Teachers affect rigor

Come the fourth marking period, most returning East students start lining up their schedules for the next school year and refer to their older friends and siblings for advice on which courses to select. Once students have their courses selected, they decide at what levels to take their classes, which often proves more difficult than it should seem.

East students are offered courses at four different ascending levels of difficulty: Regular (R), Accelerated (A), Honors (H) and Advanced Placement (AP). However, selecting one of these course levels can be deceiving. The class levels often do not reflect the difficulty of the class itself. In many cases, the classifications serve solely as a resume-building mark on a student’s transcript.

For example, a teacher might teach a course at an H or AP level of intensity, even when the student opted to take it as an A level course.

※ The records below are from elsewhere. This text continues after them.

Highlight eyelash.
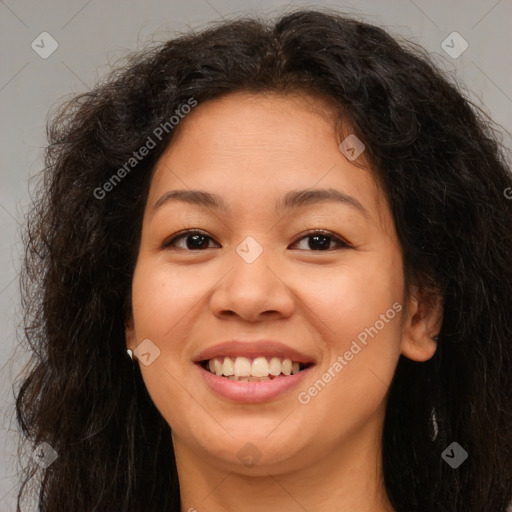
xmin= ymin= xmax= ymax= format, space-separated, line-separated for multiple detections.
xmin=161 ymin=229 xmax=352 ymax=251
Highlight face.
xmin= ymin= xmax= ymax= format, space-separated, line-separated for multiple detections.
xmin=126 ymin=91 xmax=438 ymax=475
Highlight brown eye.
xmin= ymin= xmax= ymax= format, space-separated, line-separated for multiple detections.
xmin=290 ymin=230 xmax=351 ymax=251
xmin=162 ymin=230 xmax=220 ymax=250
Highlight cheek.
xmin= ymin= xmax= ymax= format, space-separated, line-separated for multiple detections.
xmin=298 ymin=254 xmax=404 ymax=414
xmin=129 ymin=260 xmax=214 ymax=426
xmin=130 ymin=259 xmax=203 ymax=339
xmin=292 ymin=270 xmax=403 ymax=448
xmin=130 ymin=288 xmax=192 ymax=435
xmin=301 ymin=253 xmax=404 ymax=350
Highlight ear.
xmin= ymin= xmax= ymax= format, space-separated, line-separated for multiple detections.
xmin=401 ymin=285 xmax=443 ymax=362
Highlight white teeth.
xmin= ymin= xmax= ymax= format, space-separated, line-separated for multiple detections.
xmin=269 ymin=357 xmax=282 ymax=376
xmin=281 ymin=359 xmax=292 ymax=376
xmin=222 ymin=357 xmax=235 ymax=376
xmin=251 ymin=357 xmax=269 ymax=377
xmin=214 ymin=359 xmax=223 ymax=376
xmin=234 ymin=356 xmax=252 ymax=377
xmin=204 ymin=356 xmax=307 ymax=378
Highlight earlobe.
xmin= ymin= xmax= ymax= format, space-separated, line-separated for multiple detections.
xmin=400 ymin=286 xmax=443 ymax=362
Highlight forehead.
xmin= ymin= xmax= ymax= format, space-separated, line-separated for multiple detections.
xmin=159 ymin=91 xmax=341 ymax=161
xmin=147 ymin=91 xmax=391 ymax=231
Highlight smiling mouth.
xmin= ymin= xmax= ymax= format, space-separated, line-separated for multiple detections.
xmin=200 ymin=356 xmax=312 ymax=382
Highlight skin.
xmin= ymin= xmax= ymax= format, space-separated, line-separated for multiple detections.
xmin=126 ymin=91 xmax=442 ymax=512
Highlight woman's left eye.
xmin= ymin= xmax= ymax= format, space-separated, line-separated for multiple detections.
xmin=162 ymin=230 xmax=351 ymax=251
xmin=291 ymin=230 xmax=351 ymax=251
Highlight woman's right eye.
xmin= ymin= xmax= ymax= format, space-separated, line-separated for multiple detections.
xmin=162 ymin=230 xmax=220 ymax=251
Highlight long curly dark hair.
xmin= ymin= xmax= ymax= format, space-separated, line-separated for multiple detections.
xmin=15 ymin=8 xmax=512 ymax=512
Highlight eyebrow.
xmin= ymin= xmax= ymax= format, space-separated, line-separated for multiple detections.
xmin=151 ymin=188 xmax=369 ymax=218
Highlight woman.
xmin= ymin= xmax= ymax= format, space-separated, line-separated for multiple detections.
xmin=15 ymin=8 xmax=512 ymax=512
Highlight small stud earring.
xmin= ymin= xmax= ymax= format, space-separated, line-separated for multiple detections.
xmin=127 ymin=349 xmax=133 ymax=360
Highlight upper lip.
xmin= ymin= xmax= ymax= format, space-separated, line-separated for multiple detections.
xmin=193 ymin=340 xmax=316 ymax=365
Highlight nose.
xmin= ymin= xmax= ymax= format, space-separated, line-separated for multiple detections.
xmin=209 ymin=240 xmax=295 ymax=323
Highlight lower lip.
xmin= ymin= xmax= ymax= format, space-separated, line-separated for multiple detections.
xmin=196 ymin=364 xmax=314 ymax=403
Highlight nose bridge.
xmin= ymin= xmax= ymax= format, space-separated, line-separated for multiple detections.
xmin=235 ymin=235 xmax=266 ymax=266
xmin=230 ymin=234 xmax=278 ymax=298
xmin=209 ymin=234 xmax=294 ymax=321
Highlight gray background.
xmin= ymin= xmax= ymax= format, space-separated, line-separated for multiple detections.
xmin=1 ymin=0 xmax=511 ymax=510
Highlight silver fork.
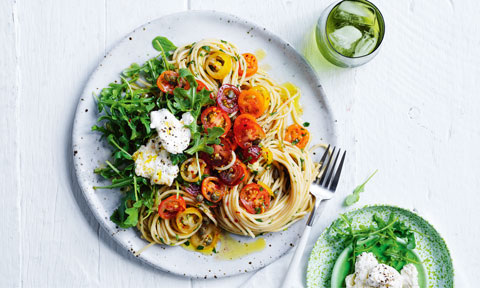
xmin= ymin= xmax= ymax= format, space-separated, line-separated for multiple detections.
xmin=281 ymin=145 xmax=346 ymax=288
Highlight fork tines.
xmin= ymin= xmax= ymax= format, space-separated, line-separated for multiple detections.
xmin=315 ymin=145 xmax=346 ymax=192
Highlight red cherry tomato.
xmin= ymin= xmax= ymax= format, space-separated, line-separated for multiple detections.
xmin=216 ymin=84 xmax=240 ymax=113
xmin=218 ymin=159 xmax=249 ymax=186
xmin=202 ymin=138 xmax=233 ymax=168
xmin=158 ymin=195 xmax=186 ymax=219
xmin=201 ymin=106 xmax=231 ymax=136
xmin=156 ymin=71 xmax=179 ymax=94
xmin=233 ymin=114 xmax=266 ymax=150
xmin=239 ymin=183 xmax=271 ymax=214
xmin=239 ymin=145 xmax=262 ymax=164
xmin=222 ymin=128 xmax=238 ymax=151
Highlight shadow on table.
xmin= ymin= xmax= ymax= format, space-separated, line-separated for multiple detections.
xmin=301 ymin=26 xmax=343 ymax=76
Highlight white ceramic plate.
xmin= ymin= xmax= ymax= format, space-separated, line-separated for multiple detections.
xmin=72 ymin=10 xmax=336 ymax=278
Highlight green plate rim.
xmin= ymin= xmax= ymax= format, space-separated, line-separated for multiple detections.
xmin=306 ymin=204 xmax=455 ymax=287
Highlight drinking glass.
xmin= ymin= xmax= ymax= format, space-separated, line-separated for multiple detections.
xmin=315 ymin=0 xmax=385 ymax=68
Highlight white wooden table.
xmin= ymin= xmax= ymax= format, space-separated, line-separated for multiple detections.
xmin=2 ymin=0 xmax=478 ymax=287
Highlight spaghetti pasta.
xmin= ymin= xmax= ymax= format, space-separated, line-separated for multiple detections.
xmin=134 ymin=39 xmax=323 ymax=244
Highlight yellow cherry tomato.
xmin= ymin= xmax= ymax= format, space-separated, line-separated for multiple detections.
xmin=175 ymin=207 xmax=203 ymax=235
xmin=251 ymin=85 xmax=271 ymax=110
xmin=180 ymin=157 xmax=208 ymax=183
xmin=190 ymin=223 xmax=220 ymax=251
xmin=205 ymin=52 xmax=233 ymax=80
xmin=257 ymin=181 xmax=275 ymax=197
xmin=261 ymin=147 xmax=273 ymax=164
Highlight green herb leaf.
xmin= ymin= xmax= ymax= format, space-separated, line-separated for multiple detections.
xmin=344 ymin=169 xmax=378 ymax=206
xmin=303 ymin=122 xmax=310 ymax=127
xmin=152 ymin=36 xmax=177 ymax=54
xmin=344 ymin=193 xmax=360 ymax=206
xmin=170 ymin=153 xmax=188 ymax=165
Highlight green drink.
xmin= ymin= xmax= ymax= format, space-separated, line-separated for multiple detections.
xmin=316 ymin=0 xmax=385 ymax=67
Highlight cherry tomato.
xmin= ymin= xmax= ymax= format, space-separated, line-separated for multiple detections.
xmin=201 ymin=176 xmax=227 ymax=203
xmin=205 ymin=52 xmax=232 ymax=80
xmin=238 ymin=89 xmax=266 ymax=118
xmin=239 ymin=183 xmax=271 ymax=214
xmin=175 ymin=207 xmax=203 ymax=234
xmin=158 ymin=195 xmax=186 ymax=219
xmin=218 ymin=159 xmax=249 ymax=186
xmin=216 ymin=84 xmax=240 ymax=113
xmin=251 ymin=85 xmax=271 ymax=110
xmin=222 ymin=128 xmax=238 ymax=151
xmin=185 ymin=184 xmax=201 ymax=197
xmin=201 ymin=138 xmax=233 ymax=168
xmin=261 ymin=147 xmax=273 ymax=164
xmin=201 ymin=106 xmax=231 ymax=136
xmin=238 ymin=53 xmax=258 ymax=77
xmin=182 ymin=79 xmax=210 ymax=92
xmin=190 ymin=223 xmax=220 ymax=251
xmin=238 ymin=145 xmax=262 ymax=164
xmin=196 ymin=80 xmax=209 ymax=92
xmin=284 ymin=124 xmax=310 ymax=149
xmin=156 ymin=71 xmax=179 ymax=94
xmin=233 ymin=114 xmax=266 ymax=149
xmin=180 ymin=157 xmax=208 ymax=183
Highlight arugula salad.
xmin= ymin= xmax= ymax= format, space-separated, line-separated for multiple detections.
xmin=329 ymin=213 xmax=423 ymax=287
xmin=92 ymin=36 xmax=220 ymax=229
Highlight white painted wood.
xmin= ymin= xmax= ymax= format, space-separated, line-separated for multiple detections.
xmin=1 ymin=0 xmax=479 ymax=286
xmin=0 ymin=1 xmax=21 ymax=287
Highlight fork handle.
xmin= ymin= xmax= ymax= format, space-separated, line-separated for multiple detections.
xmin=281 ymin=225 xmax=312 ymax=288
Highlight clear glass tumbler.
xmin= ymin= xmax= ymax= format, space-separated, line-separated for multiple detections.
xmin=316 ymin=0 xmax=385 ymax=68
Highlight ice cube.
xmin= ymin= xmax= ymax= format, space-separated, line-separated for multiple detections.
xmin=328 ymin=25 xmax=362 ymax=55
xmin=353 ymin=33 xmax=377 ymax=57
xmin=334 ymin=1 xmax=376 ymax=27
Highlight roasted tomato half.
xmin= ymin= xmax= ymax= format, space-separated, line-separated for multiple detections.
xmin=284 ymin=124 xmax=310 ymax=149
xmin=190 ymin=223 xmax=220 ymax=251
xmin=201 ymin=106 xmax=231 ymax=136
xmin=216 ymin=84 xmax=240 ymax=113
xmin=239 ymin=183 xmax=271 ymax=214
xmin=201 ymin=176 xmax=227 ymax=203
xmin=158 ymin=195 xmax=186 ymax=219
xmin=238 ymin=53 xmax=258 ymax=77
xmin=202 ymin=138 xmax=233 ymax=168
xmin=218 ymin=159 xmax=249 ymax=186
xmin=205 ymin=52 xmax=232 ymax=80
xmin=180 ymin=157 xmax=208 ymax=183
xmin=156 ymin=71 xmax=179 ymax=94
xmin=233 ymin=114 xmax=266 ymax=150
xmin=222 ymin=128 xmax=238 ymax=151
xmin=238 ymin=145 xmax=262 ymax=164
xmin=238 ymin=89 xmax=266 ymax=118
xmin=175 ymin=207 xmax=203 ymax=234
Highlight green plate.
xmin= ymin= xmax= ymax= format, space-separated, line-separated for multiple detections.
xmin=306 ymin=205 xmax=454 ymax=288
xmin=330 ymin=238 xmax=427 ymax=288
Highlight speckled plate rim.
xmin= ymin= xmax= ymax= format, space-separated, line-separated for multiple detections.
xmin=72 ymin=10 xmax=337 ymax=278
xmin=306 ymin=204 xmax=455 ymax=287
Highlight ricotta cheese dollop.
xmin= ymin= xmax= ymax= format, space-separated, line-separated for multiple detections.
xmin=132 ymin=138 xmax=179 ymax=186
xmin=150 ymin=109 xmax=194 ymax=154
xmin=345 ymin=252 xmax=419 ymax=288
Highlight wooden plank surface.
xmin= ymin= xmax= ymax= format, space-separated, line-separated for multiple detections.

The same occurs vice versa, with some students finding an H or AP level course much easier than expected because of the course content or the way the teacher instructs them. And, when students compare their H or AP classes to one of their friend’s A level courses, they sometimes feel surprised at the similarity of their intensities, despite their different level classifications.

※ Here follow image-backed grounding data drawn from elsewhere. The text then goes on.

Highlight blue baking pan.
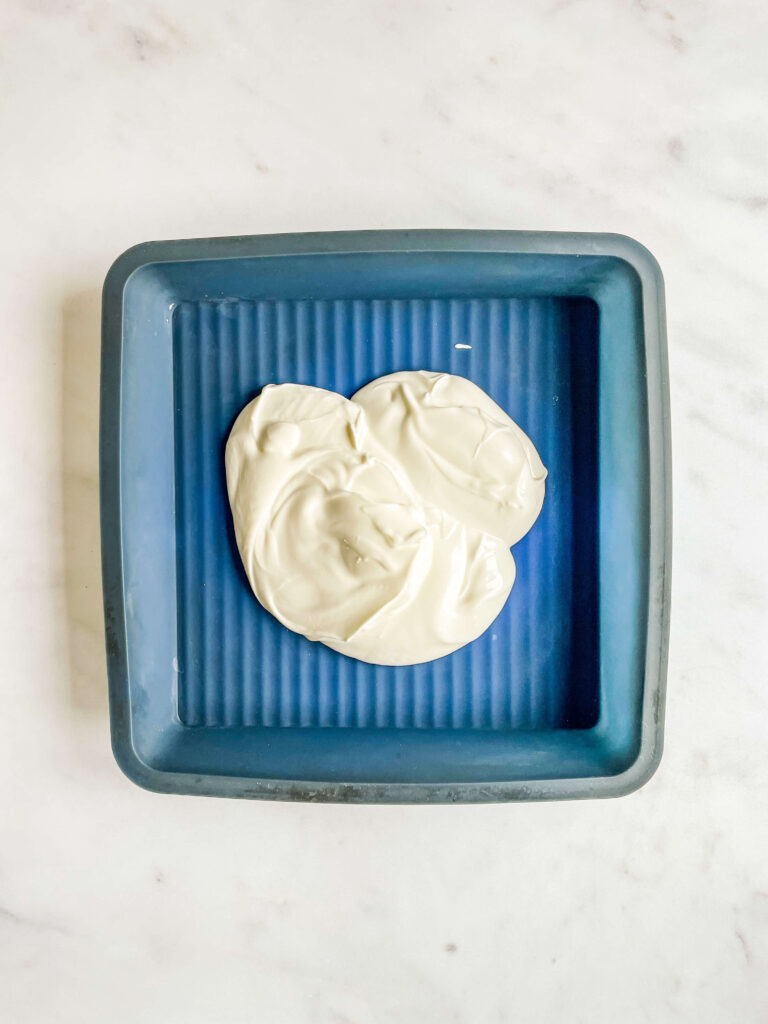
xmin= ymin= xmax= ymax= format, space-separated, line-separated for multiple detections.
xmin=100 ymin=230 xmax=670 ymax=802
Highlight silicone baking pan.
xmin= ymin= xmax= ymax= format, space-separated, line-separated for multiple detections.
xmin=100 ymin=230 xmax=671 ymax=801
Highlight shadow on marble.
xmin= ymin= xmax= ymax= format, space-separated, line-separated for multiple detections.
xmin=62 ymin=289 xmax=108 ymax=717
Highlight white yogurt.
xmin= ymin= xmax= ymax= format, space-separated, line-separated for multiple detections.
xmin=225 ymin=372 xmax=546 ymax=666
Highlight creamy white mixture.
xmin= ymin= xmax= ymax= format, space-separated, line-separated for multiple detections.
xmin=225 ymin=371 xmax=546 ymax=666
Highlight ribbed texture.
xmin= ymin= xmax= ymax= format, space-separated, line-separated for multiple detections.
xmin=173 ymin=297 xmax=598 ymax=729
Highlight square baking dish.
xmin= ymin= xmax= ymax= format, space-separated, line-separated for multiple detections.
xmin=101 ymin=230 xmax=670 ymax=802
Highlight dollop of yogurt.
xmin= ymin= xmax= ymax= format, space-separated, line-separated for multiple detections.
xmin=225 ymin=372 xmax=546 ymax=666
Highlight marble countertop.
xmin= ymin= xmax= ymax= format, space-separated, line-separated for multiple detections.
xmin=1 ymin=1 xmax=766 ymax=1021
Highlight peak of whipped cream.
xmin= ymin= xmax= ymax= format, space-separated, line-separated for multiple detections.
xmin=225 ymin=372 xmax=546 ymax=666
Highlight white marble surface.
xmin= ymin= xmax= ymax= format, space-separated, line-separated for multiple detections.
xmin=1 ymin=0 xmax=767 ymax=1020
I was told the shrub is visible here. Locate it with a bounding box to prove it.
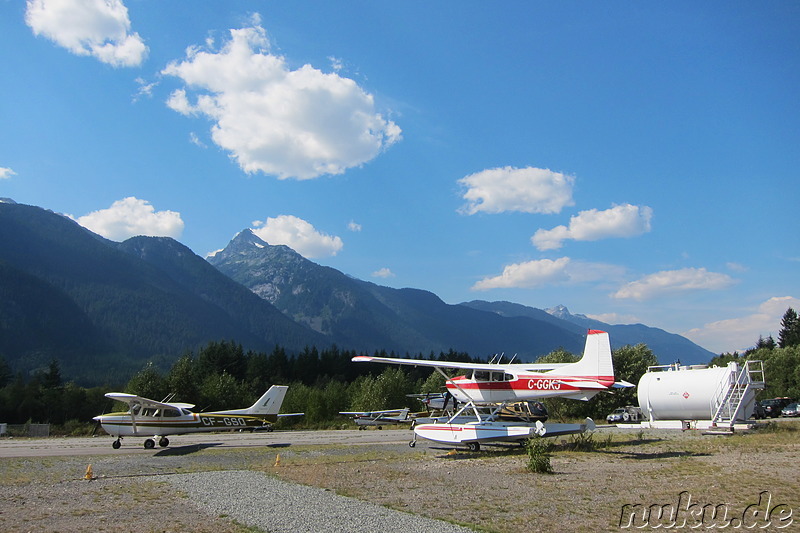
[525,437,553,474]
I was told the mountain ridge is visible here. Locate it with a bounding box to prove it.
[0,201,716,383]
[0,203,324,382]
[461,300,714,364]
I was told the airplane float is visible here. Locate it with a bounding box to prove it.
[339,408,415,429]
[353,330,633,451]
[94,385,300,449]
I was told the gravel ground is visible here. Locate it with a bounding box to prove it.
[1,423,798,532]
[166,470,474,533]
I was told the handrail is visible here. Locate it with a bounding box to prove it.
[711,360,765,426]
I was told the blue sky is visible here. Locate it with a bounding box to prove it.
[2,1,798,354]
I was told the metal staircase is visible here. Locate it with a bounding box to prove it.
[711,360,765,427]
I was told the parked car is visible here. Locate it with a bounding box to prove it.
[781,403,800,417]
[606,406,642,423]
[760,397,797,418]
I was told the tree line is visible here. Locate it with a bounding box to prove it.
[710,307,800,399]
[2,308,798,431]
[0,343,472,430]
[0,340,656,430]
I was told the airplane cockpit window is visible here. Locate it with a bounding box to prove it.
[473,371,490,381]
[131,404,141,415]
[162,408,180,417]
[141,408,158,417]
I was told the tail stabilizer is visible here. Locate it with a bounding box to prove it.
[556,330,614,382]
[217,385,289,417]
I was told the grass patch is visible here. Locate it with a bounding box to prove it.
[558,431,614,452]
[525,437,553,474]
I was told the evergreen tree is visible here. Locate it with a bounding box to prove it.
[755,335,776,350]
[199,372,246,410]
[0,355,11,388]
[168,353,199,402]
[778,308,800,348]
[125,362,168,400]
[197,340,248,381]
[40,359,63,390]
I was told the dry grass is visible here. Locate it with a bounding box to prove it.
[0,422,797,532]
[269,423,800,532]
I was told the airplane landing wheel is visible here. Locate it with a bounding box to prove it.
[409,441,416,448]
[159,437,169,448]
[144,439,155,449]
[112,439,121,450]
[467,442,481,452]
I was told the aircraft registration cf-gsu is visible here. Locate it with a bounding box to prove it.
[353,330,633,451]
[94,385,301,449]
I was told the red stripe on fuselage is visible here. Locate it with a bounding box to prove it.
[445,374,615,392]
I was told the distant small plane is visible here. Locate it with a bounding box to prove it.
[407,392,459,412]
[94,385,301,449]
[339,408,415,429]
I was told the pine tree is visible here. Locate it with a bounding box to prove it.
[756,335,776,350]
[0,355,11,388]
[778,308,800,348]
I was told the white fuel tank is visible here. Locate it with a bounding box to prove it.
[637,364,733,421]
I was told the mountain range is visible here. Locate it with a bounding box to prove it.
[0,201,715,384]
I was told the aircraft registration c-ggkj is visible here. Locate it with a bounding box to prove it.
[94,385,301,449]
[353,330,633,451]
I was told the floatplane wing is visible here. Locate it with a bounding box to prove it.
[350,356,568,373]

When asked about this disparity, an anonymous senior commented that in the past, some of the easier classes he took had teachers that made classes more difficult compared to students taking the same class at a more intense level. The student noted that this disparity in difficulty specifically pertained to his teachers’ grading scales, class content, and more.

Ronak Pathak (‘26), the freshman class president, agrees.

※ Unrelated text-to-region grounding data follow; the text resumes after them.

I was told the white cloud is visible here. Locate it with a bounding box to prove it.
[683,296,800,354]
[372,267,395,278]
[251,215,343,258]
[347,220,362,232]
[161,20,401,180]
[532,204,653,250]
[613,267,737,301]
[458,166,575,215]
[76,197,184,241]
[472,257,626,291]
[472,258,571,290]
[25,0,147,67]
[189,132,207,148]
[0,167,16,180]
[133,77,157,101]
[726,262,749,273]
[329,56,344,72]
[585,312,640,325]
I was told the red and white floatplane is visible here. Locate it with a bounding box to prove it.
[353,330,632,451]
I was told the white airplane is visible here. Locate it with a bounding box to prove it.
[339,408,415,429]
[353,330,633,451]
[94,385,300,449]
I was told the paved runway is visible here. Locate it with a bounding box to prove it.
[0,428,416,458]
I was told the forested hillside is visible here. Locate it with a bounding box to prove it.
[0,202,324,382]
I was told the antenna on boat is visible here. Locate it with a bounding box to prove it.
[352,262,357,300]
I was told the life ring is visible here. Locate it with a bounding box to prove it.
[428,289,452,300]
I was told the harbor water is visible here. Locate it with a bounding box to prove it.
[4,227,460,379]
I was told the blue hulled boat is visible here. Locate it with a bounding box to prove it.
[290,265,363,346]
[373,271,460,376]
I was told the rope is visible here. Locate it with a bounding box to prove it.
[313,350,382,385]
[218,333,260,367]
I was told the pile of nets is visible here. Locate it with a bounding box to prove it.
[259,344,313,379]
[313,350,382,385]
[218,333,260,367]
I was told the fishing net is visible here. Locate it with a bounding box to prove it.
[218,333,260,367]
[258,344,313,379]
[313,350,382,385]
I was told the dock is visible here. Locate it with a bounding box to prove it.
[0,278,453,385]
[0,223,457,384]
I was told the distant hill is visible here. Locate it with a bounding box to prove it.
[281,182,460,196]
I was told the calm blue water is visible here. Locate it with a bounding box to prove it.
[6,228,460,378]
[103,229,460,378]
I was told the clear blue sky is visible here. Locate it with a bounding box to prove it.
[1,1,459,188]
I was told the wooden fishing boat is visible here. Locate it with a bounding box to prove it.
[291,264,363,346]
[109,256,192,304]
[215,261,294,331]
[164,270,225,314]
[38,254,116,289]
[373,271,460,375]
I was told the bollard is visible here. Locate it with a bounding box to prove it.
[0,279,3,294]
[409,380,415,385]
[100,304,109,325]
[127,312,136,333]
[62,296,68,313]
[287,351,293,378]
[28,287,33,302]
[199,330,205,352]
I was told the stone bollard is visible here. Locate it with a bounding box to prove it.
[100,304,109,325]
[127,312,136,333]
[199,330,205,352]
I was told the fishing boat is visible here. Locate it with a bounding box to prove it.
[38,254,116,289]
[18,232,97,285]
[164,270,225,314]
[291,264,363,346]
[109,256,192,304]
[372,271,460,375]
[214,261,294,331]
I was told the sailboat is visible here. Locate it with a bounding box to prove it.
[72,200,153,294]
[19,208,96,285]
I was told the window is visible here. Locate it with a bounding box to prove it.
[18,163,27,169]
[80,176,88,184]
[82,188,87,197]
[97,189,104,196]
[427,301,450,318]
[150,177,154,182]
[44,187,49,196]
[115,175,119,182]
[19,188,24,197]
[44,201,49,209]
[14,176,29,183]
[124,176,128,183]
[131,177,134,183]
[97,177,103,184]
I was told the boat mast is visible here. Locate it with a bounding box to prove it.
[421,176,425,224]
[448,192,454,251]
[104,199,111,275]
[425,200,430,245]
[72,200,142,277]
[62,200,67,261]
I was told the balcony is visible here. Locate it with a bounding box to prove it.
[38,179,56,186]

“I am taking several courses at the H level of rigor,” he told Eastside. “I actually discussed my classes with friends taking higher level classes as well as with friends taking lower level classes. I found that in some classes, I receive less work than my friends who take the same class but at a lower level than me.”

Creating additional dialogue between teachers within the same departments offers one potential solution to addressing class level disparities. For example, if teachers discuss their lesson plans, class content and grading scales, among other educational elements, with each other, issues pertaining to course leveling could become nonexistent.

Christopher Berry (‘24) supports that solution, though he thinks that the school could implement other ones that could have more effective results.

“An A level teacher, for example, should take into account that students take a lower level class because they do not know the class’ content as well as an honors student,” Berry told Eastside. “Students sometimes take an A level class because of their lack of familiarity with the class’ content.” And still, students taking these A level classes may have more expectations of them than a student in an H level class, merely because of the teacher to whom they were randomly assigned.

Berry also described to Eastside a specific example he experienced. He explained how, in the past, his accelerated English teacher required him to write an essay early on in the school year, even when honors English students were writing them much later.

Ultimately, the school should work to better address course level disparities. Doing so will ensure that course classification accurately reflects classes’ intensity levels, especially in comparison to higher or lower classifications. It will make selecting one’s class schedule much easier for students and even potentially reduce the amount of students switching class levels at the beginning of the school year.